When was Thomas likely written?
For Thomas to be impacted by Matthew, Luke, Romans, 1 Corinthians, Hebrews, a Two-Ways text, and potentially some other New Testament works, makes it highly unlikely it was written before the New Testament.
Especially, given church fathers in the late first and early second centuries did not quote Thomas but referred to the New Testament books.
Gathercole contends Thomas was written between 135 and 200 AD while listing many scholars who estimate a date in the mid to late second century.
As Bock and Wallace explain, “The silence of all second-century writers regarding Thomas would be extremely peculiar if this gospel had existed for fifty or sixty years before AD 100- and all the more so if Thomas was used extensively by many New Testament authors (Dethroning Jesus, p. 114).”
Did the early church fathers accept Thomas along with the canonical Gospels?
The early church fathers clearly rejected the apocryphal gospels and accepted the canonical Gospels.

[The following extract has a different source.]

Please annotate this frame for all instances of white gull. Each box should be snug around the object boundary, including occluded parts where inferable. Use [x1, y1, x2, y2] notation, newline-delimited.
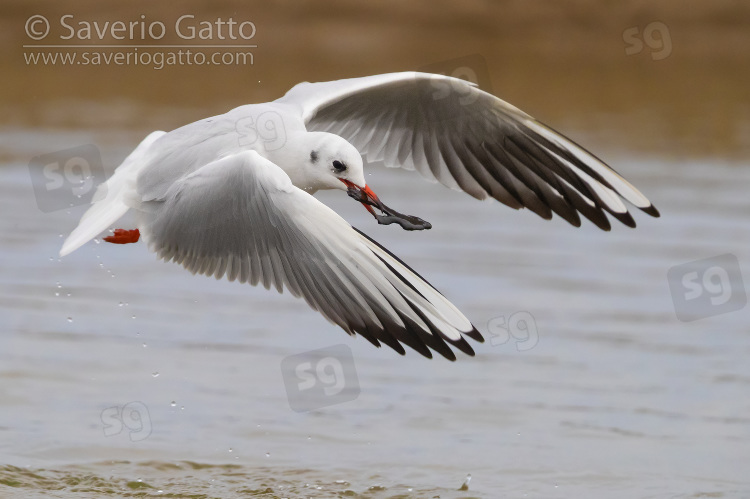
[60, 72, 659, 360]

Ignatius of Antioch (c.110) shows knowledge of Matthew and John. Papias of Hierapolis (c.125) referred to Matthew, Mark and John.
Polycarp of Smyrna (c. 120–140 AD) refers to Matthew and Luke.
Irenaeus referred to the four Gospels circulating together in the second century. The Muratorian Canon (c. 170), “names the four Gospels as authoritative in and for the church (Witherington, p. 23).”
Thomas, however, got a different treatment. Hippolytus of Rome (c. 225) referred harshly to the Gospel of Thomas. Origen (c.233–244) refers to Thomas circulating at the time of writing but not being approved by the church of God.
Hippolytus of Rome
Eusebius (c.311–323), Cyril of Jerusalem (c.348 AD) and Didymus the Blind all speak against Thomas while the Decretum Gelasianum in c. 491, lists the Gospel of Thomas in a list of apocryphal and heretical books to be forbidden.
Does Thomas contain different teachings to the New Testament?
Indeed- very different. Thomas teaches salvation comes from within (24, 70 and 83) while the canonical Gospels teach salvation is in Jesus (Luke 19:10, Matt. 20:28 etc).
Thomas teaches women need to become men to enter God’s kingdom (114), while the New Testament makes no such statement.
Thomas teaches get naked, and take off your clothes to see the truth about Jesus (37)!
Thomas teaches fasting is a sin, praying brings condemnation, and giving alms harms you (14).